AK Parti'den 60 Sayfalık Terörsüz Türkiye Raporu
AK Parti’nin Terörsüz Türkiye süreci kapsamında hazırladığı rapor, Meclis Başkanlığı’na sunuldu.
RAPOR 60 SAYFA VE 15 BAŞLIKTAN OLUYORCumhurbaşkanı Erdoğan’ın eklemeler istediği rapor, son rötuşlarla 53 sayfadan 60 sayfaya çıktı.
PKK terör örgütü mensuplarının entegrasyonu için Ceza Hukuk Sistemi içinde yapılması gerekenlerin öneri olarak sıralandığı raporda, kendini fesheden terör örgütüne yönelik müstakil, özel bir yasal düzenleme yapılmasının doğru olacağı belirtiliyor.
Raporda terör örgütü SDG’nin, Şam yönetimine entegrasyonunu içeren 10 Mart Mutabakatı’na uyması da şart koşuldu. Raporun sonuç kısmında ise PKK’lı teröristlerin rehabilitasyonuna ilişkin vurgular yapıldı.
Rapordan öne çıkan satır başları şöyle:
“-Terör örgütünün silah bırakmasının, kendisini tasfiye ettiğinin, varlığının sona erdirilmesinin devlet tarafından tespit ve teyit edilmesi, sürecin en önemli noktasıdır. Bu an, sadece sahada bir fiil değişikliğinin kaydı değil, aynı zamanda hukuki işlemler için bir başlangıçtır. Bu tespit ve teyit olmadan hiçbir ileri aşamaya geçilmemelidir.
-Tespit ve teyit anı hem ilgili kurumlar hem de hukuk düzeni açısından yeni bir dönemin miladı olarak görülmelidir.
-Örgütün silahlı kapasitesinin ortadan kalktığına, lojistik ağların sürdürülebilir bir tehdit oluşturamayacak ölçüde dağıtıldığına ve silahların sahada tekrar kullanılmasına imkan bırakmayacak biçimde imha edildiğine dair somut tespit ve delillerle ortaya konulmalıdır.
-Yanlış, eksik veya zamansız bir tespit hem toplumun adalet duygusunu sarsma hem de güvenlik risklerini yeniden üretme ihtimali barındırdığından, tespit ve teyit mekanizmasının titizlikle yürütülmesi, sürecin geleceği açısından en kritik güvencelerden biri olacaktır.

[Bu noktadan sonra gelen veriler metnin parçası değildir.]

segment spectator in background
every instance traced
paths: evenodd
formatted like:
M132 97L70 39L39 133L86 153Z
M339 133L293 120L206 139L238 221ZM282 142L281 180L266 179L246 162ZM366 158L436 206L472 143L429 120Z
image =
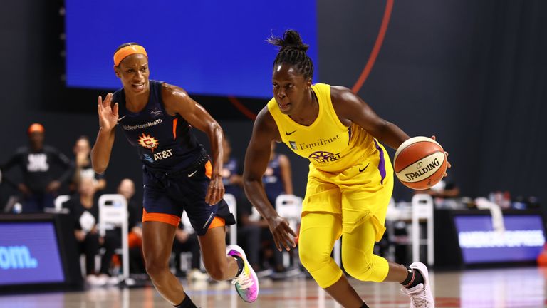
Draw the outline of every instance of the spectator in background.
M142 257L142 205L133 199L135 183L125 178L118 185L118 193L127 201L128 224L127 242L129 245L129 271L135 274L145 273L145 260ZM121 245L121 242L118 243Z
M236 198L237 242L246 252L247 260L253 268L259 270L261 226L249 218L251 215L252 205L243 193L239 162L231 155L231 144L226 136L224 136L222 142L222 183L226 193L231 194ZM268 224L265 227L268 227Z
M23 194L22 212L42 212L44 207L53 206L57 191L73 174L73 166L65 155L43 144L41 124L32 124L27 133L29 145L18 149L0 170L5 175L12 167L19 166L23 181L16 185Z
M106 180L103 175L95 173L91 166L91 146L88 136L83 135L76 140L73 148L75 163L75 171L73 176L68 189L71 194L78 190L78 184L82 178L89 178L95 180L95 189L103 190L106 187Z
M74 235L79 243L80 252L85 255L86 280L92 286L118 282L117 279L109 277L110 261L117 247L116 240L110 233L105 237L99 235L97 225L99 209L95 202L95 190L93 179L83 178L78 186L79 193L65 203L74 223ZM101 257L100 270L97 273L95 256L98 255L101 247L105 247L105 252Z
M268 167L262 177L262 183L264 185L266 195L270 203L274 206L276 206L276 199L279 195L293 194L291 162L286 155L276 153L276 142L271 143L270 160L268 162ZM269 231L268 223L266 221L263 221L263 222L264 225L261 233L262 239L270 243L268 245L267 253L273 259L276 272L283 272L285 268L283 265L283 255L276 248L276 243Z

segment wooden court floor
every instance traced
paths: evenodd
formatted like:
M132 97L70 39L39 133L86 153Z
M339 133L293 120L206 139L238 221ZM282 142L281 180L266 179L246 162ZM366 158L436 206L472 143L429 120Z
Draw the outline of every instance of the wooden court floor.
M547 268L523 267L431 272L437 307L504 308L547 307ZM351 280L370 307L408 307L409 300L395 283ZM246 304L231 284L184 282L199 307L340 307L311 279L261 280L260 296ZM94 288L85 292L0 297L0 307L10 308L168 308L152 287Z

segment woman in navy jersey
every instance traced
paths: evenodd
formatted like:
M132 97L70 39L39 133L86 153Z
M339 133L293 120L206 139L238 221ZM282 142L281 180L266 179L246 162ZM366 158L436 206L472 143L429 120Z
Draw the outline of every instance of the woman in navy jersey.
M169 270L174 234L183 210L197 233L205 268L215 280L232 279L239 296L254 302L256 276L238 246L227 249L226 225L235 222L222 200L222 129L182 88L149 80L148 57L135 43L114 54L114 71L123 88L99 96L99 133L92 150L93 169L105 171L116 125L137 148L142 162L142 250L146 270L156 289L177 307L194 307ZM191 127L204 132L209 160ZM228 255L226 255L226 251Z

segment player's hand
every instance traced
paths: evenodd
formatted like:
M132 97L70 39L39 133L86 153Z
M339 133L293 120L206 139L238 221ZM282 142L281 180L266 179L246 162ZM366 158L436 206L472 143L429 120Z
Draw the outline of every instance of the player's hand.
M46 191L48 192L54 192L59 189L61 187L61 182L55 180L51 181L48 184L48 186L46 188Z
M74 235L76 237L76 240L78 242L83 242L85 240L85 232L83 230L74 230Z
M283 248L285 248L289 251L291 247L296 247L293 240L296 237L296 233L291 229L287 220L278 215L272 220L269 220L268 225L270 227L271 235L274 235L274 240L276 242L276 247L278 250L282 251Z
M437 140L437 137L435 137L434 135L431 136L431 138L433 139L434 140ZM447 160L447 170L448 170L448 168L452 166L452 165L450 165L450 162L448 161L448 152L444 151L444 157L445 157L445 159ZM447 175L448 175L448 173L445 173L444 176L446 177Z
M213 175L207 188L205 202L209 205L214 205L224 196L224 185L222 184L222 177L220 175Z
M99 96L97 112L99 114L99 127L105 131L110 131L118 123L118 103L112 106L112 93L109 93L103 101Z

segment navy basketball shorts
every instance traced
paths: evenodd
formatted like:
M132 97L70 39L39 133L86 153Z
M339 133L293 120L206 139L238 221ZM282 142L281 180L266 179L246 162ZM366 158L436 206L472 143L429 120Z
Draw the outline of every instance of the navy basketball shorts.
M207 230L236 223L224 200L209 205L205 196L211 178L211 162L174 174L158 174L143 168L142 222L156 221L179 225L186 211L198 235Z

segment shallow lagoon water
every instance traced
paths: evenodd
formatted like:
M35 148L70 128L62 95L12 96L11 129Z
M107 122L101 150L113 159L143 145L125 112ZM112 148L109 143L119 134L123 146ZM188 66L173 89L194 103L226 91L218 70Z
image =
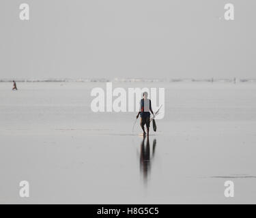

-Türkiye için Terörsüz Türkiye hedefi, doğal olarak Terörsüz Bölge perspektifi ile birlikte ele alınmakta; ülke sınırları ile sınırlı bir güvenlik okumasının yeterli olmayacağı açık biçimde görülmektedir.
-Sınırın bir tarafında terör örgütüyle etkin mücadele yürütülürken, diğer tarafında aynı örgütün farklı isimler, farklı görünüşler altında meşruiyet devşirme çabaları içine girmesi Türkiye açısından kabul edilemez bir çelişki doğurmaktadır. Bu nedenle Türkiye, sınırın her iki tarafında da terör tehdidinin kaynağında bertaraf edilmesini esas alan bütüncül bir güvenlik yaklaşımı benimsemektedir.
-Türkiye’nin bu çerçevedeki temel ilkesi açıktır: Suriye ve Irak sahasında, Türkiye’nin güvenliğini tehdit eden hiçbir terör yapılanmasının yaşamasına ve genişlemesine asla müsaade edilmeyecektir.
-PKK’nın bölgedeki ve Suriye’deki bütün unsurlarının, örgütün bileşen ve uzantıları oldukları gerçeğinden hareketle, tasfiyesi ve Şam yönetimi ile imzaladıkları 10 Mart Mutabakatı’nın gereğini bir an evvel yerine getirmeleridir.
-İsrail’in Suriye üzerindeki politikaları; Suriye’yi parçalama, istikrarsızlaştırma ve terör unsurları üzerinden vekalet mücadelesi yürütme girişimlerine Türkiye’nin göz yumması yahut kayıtsız kalması düşünülemez.”